In this study, the performance of CSA G30.18 500W is evaluated to study its suitability for the seismic design of reinforced concrete bridges. This study involves extensive experimental research work involving material tests of the HSS reinforcing steel and large-scale reinforced concrete bridge pier tests to assess the performance of the material. The examinations of low-cycle fatigue were conducted with various bar sizes, unsupported lengths, and strain amplitudes. Notably, the CSA G30.18 500W exhibited satisfactory low-cycle fatigue performance, wherein the effect of bar unsupported length and strain amplitude were more pronounced.
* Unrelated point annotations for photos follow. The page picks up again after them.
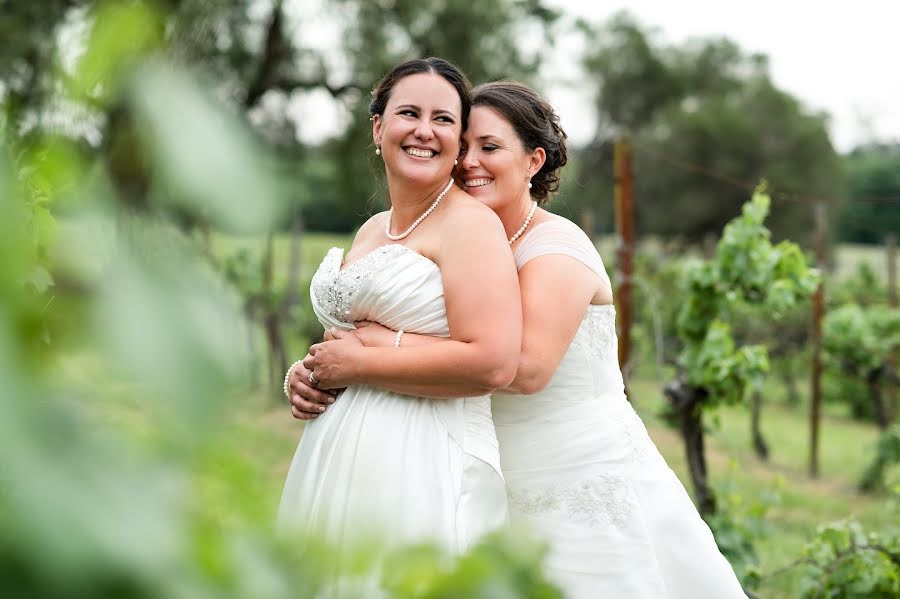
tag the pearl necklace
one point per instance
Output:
(525, 224)
(387, 227)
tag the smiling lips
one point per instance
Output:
(420, 152)
(480, 182)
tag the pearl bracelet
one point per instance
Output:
(287, 378)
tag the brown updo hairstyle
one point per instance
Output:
(438, 66)
(536, 124)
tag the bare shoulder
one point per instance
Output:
(467, 212)
(369, 229)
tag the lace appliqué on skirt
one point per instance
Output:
(335, 289)
(600, 501)
(597, 333)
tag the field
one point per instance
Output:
(263, 436)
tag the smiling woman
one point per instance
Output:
(385, 462)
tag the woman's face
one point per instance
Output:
(419, 132)
(494, 166)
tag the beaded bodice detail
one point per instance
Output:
(335, 288)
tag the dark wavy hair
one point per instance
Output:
(443, 68)
(536, 124)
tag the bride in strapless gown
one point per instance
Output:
(379, 464)
(579, 465)
(389, 465)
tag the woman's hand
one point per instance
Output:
(333, 363)
(307, 402)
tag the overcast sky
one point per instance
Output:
(837, 56)
(840, 57)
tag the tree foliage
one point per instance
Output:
(705, 120)
(844, 561)
(116, 382)
(873, 173)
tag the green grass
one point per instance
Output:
(240, 474)
(846, 447)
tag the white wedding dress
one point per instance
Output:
(582, 471)
(381, 465)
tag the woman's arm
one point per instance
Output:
(483, 310)
(556, 291)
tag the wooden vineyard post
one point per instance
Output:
(624, 209)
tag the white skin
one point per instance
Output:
(555, 290)
(419, 137)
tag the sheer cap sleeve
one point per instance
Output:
(560, 236)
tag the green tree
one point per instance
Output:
(703, 104)
(873, 174)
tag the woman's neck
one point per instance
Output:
(410, 199)
(513, 214)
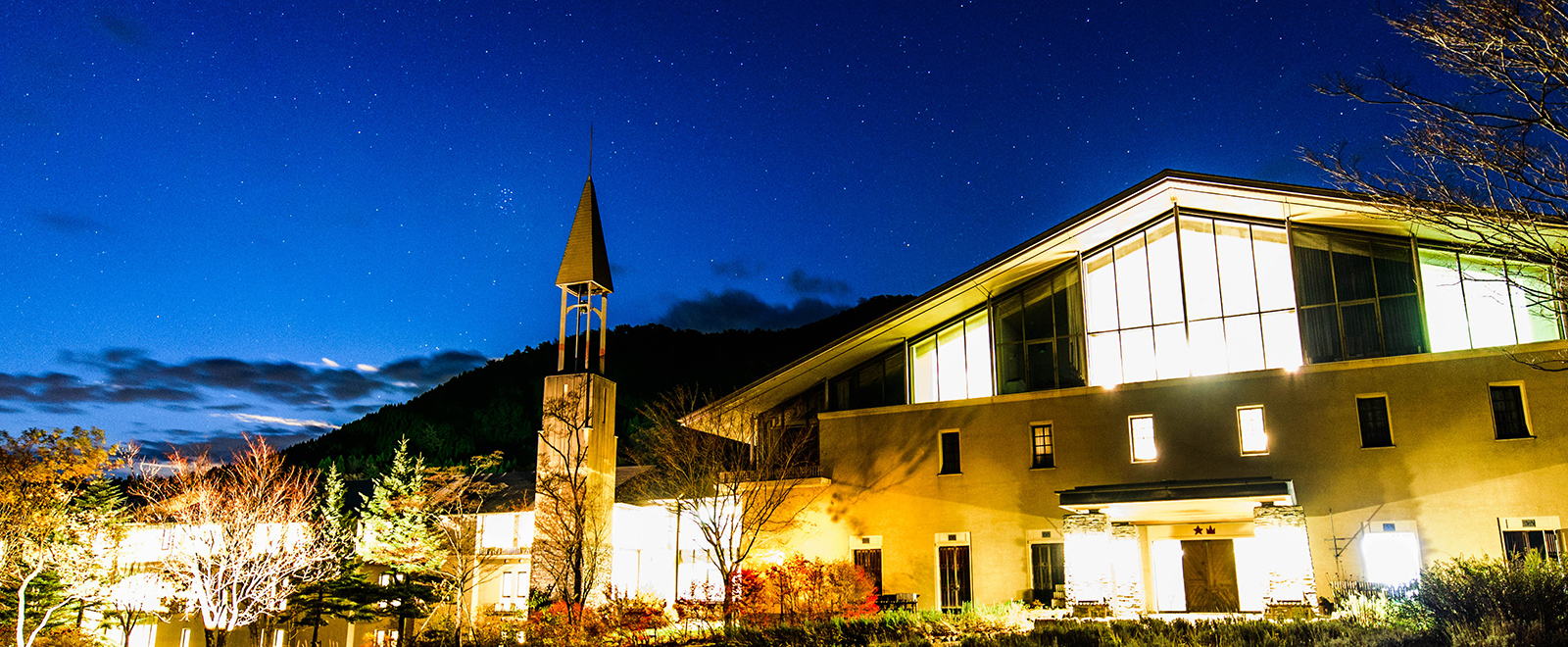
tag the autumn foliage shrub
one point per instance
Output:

Additionally, two large-scale bridge piers were tested under seismic loads to study the performance of the reinforced bridge columns, which are the location of plastic hinges in bridges and undergo large inelastic deformation. The test results of the columns indicated that the bridge piers achieved comparable drift levels and energy dissipation capacities with columns reinforced with regular steel ASTM A706 Grade 420. Moreover, the strain limits for performance-based design (PBD) of bridges utilizing CSA G30.18 500W were derived from the measured material strain limits. Lastly, a comparative study of the seismic performance of bridge piers containing ASTM A1035 Grade 690, CSA G30.18 400W, and CSA G30.18 500W was conducted through fragility curve analysis.